闘将野村「弱小企業を一流へと導く新経営理論」(第30回)

闘将野村「弱小企業を一流へと導く新経営理論」(第30回)
13 仕事のできない経営者の選択肢②

野村 二軍のときにずっとネット裏から一軍の試合を見ていたんだよ。当時は真っ直ぐとカーブ、シュートの時代で、カーブが大きいとそれが打てなくて、お客さんにまで有名になっちゃって、「カーブの打てない野村♪」って、それぐらい変化球がダメで三球三振続けていたんだよ。それでもよく使ってくれていたけど、何で使ってくれていたかは分からないけど、何か将来が見えたのかな。自分で言うのもおかしいけど、こいつしっかりしているなってことは監督自身が感じていたのかな。

-そのカーブとかもいつくらいから順応するようになるんですか?

野村 業界でも悪い言葉なんだけど、山を張るっていうことは恥なんだよ。あのバッターはどんなバッターかと聞かれたときに、あいつは山張りだってバカにする言葉なんだよ。ストレートに合わせながら変化球に対応していく、そういう理想像があったんだよね。それをやっていたら三信ばかりして、変化球にからっきしついていけない。そこで自分で覚悟を決めたんだ。「こんなことしていたら、せっかく掴んだチャンスも逃がしちゃう」と思ってね。俺は山を張って生きる!そう決めたんだ。山張りと言われてもいい、バカにされてもいい、そう思って俺は山を張らないと変化球に対応していけないと。幸いにもキャッチャーだったからね。

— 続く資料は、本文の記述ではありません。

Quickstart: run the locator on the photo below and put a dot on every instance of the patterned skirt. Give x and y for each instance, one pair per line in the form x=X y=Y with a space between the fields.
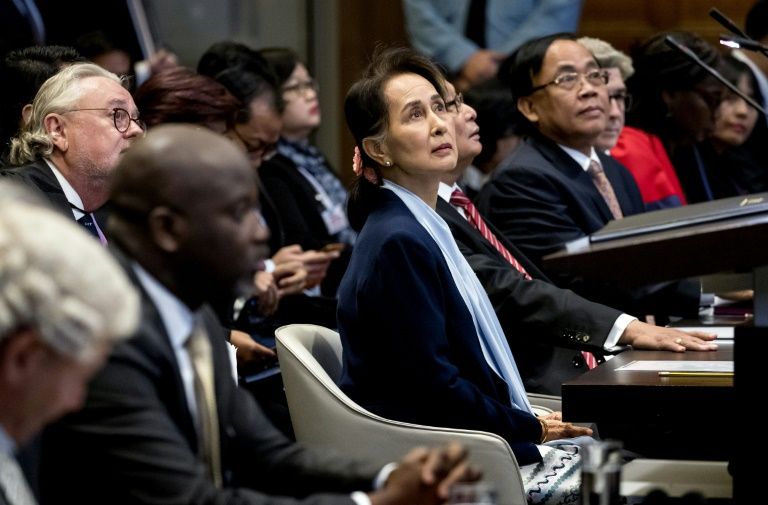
x=556 y=479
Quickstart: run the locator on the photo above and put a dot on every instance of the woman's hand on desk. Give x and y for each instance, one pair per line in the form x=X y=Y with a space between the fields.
x=641 y=335
x=557 y=429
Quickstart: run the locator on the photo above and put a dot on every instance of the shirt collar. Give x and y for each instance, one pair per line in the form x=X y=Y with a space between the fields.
x=69 y=191
x=582 y=159
x=177 y=318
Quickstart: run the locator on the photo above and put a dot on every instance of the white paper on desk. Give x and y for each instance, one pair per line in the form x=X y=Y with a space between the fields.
x=721 y=332
x=678 y=366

 事業を始めてみたはいいけどうまくいかない。当初の自分が思い描いていた通りにならないということはよくある話である。
 野村監督は、今までに何度も口にしてきた。

野村 俺は才能がないから考えるしかなかったんだ。だからオールスターではほとんど打てなかった。なぜなら、セ・リーグのピッチャーはほとんど初めて見る選手だから打てないんだ。

 会社が赤字であるならば、次の方法を考えるしかない。いつまでも過去の栄光にすがっていても仕方がない。
 ときに見栄やプライドは、経営の邪魔になる。私はできない経営者だと言い聞かせることから始めると、意外と見えてくることもある。